Help Center/ MapReduce Service/ Service Overview/ Components/ ClickHouse/ ClickHouse Enhanced Open Source Features
Updated on 2024-08-28 GMT+08:00

ClickHouse Enhanced Open Source Features

MRS ClickHouse has advantages such as automatic cluster mode, HA deployment, and smooth and elastic scaling.

  • Automatic Cluster Mode
    As shown in Figure 1, a cluster consists of multiple ClickHouse nodes, which has no central node. It is more of a static resource pool. If the ClickHouse cluster mode is used for services, you need to pre-define the cluster information in the configuration file of each node. Only in this way, services can be correctly accessed.
    Figure 1 ClickHouse cluster

    Users are unaware of data partitions and replica storage in common database systems. However, ClickHouse allows you to proactively plan and define detailed configurations such as shards, partitions, and replica locations. The ClickHouse instance of MRS packs the work in a unified manner and adapts it to the automatic mode, implementing unified management, which is flexible and easy to use.

    A ClickHouse instance consists of three ZooKeeper nodes and multiple ClickHouse nodes.
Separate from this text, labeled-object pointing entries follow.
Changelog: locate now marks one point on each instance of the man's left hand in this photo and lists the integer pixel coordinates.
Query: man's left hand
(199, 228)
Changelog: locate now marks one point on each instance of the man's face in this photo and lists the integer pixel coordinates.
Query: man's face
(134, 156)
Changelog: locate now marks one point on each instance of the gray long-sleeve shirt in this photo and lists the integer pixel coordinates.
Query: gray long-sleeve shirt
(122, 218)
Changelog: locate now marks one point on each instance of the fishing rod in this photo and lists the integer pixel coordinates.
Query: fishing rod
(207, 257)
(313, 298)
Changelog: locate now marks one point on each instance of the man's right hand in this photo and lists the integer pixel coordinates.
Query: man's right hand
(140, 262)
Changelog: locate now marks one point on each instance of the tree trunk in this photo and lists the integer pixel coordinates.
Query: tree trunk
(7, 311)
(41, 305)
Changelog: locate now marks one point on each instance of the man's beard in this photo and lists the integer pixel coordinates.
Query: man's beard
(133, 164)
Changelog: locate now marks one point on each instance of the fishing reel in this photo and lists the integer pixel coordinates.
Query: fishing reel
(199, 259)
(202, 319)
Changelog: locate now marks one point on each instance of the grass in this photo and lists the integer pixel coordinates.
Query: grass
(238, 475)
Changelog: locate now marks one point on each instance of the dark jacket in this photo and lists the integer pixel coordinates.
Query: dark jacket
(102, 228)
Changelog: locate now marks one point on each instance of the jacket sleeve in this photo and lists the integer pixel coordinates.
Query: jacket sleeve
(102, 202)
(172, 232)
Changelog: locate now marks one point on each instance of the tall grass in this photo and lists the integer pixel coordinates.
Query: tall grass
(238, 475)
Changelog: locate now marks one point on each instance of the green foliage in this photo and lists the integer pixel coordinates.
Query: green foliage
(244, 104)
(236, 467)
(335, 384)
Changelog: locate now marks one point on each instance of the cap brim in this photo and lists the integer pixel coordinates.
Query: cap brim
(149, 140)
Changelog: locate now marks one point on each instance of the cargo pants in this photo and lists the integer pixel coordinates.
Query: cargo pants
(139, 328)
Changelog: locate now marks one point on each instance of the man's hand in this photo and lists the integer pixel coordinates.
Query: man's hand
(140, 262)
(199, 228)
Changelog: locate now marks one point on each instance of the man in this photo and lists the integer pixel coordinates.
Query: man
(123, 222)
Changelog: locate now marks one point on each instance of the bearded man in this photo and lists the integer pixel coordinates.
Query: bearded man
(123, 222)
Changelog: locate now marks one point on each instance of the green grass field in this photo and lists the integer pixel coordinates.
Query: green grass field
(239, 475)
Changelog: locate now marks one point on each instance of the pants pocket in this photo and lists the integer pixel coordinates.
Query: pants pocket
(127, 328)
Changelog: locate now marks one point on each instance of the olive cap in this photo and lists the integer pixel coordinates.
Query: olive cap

The Dedicated Replica mode is used to ensure high reliability of dual data copies.
    Figure 2 ClickHouse cluster structure
  • Smooth and Elastic Scaling

    As business grows rapidly, MRS provides ClickHouse, a data migration tool, for scenarios such as the cluster's storage capacity or CPU compute resources approaching the limit. This tool is used to migrate some partitions of one or multiple MergeTree tables on several ClickHouseServer nodes to the same tables on other ClickHouseServer nodes. In this way, service availability is ensured and smooth capacity expansion is implemented.

    When you add ClickHouse nodes to a cluster, use this tool to migrate some data from the existing nodes to the new ones for data balancing after the expansion.

  • HA Deployment Architecture

    MRS uses the ELB-based high availability (HA) deployment architecture to automatically distribute user access traffic to multiple backend nodes, expanding service capabilities to external systems and improving fault tolerance. As shown in Figure 3, when a client application requests a cluster, Elastic Load Balance (ELB) is used to distribute traffic. With the ELB polling mechanism, data is written to local tables and read from distributed tables on different nodes. In this way, data read/write load and high availability of application access are guaranteed.

    After the ClickHouse cluster is provisioned, each ClickHouse instance node in the cluster corresponds to a replica, and two replicas form a logical shard. For example, when creating a ReplicatedMergeTree table, you can specify shards so that data can be automatically synchronized between two replicas in the same shard.

    Figure 3 HA deployment architecture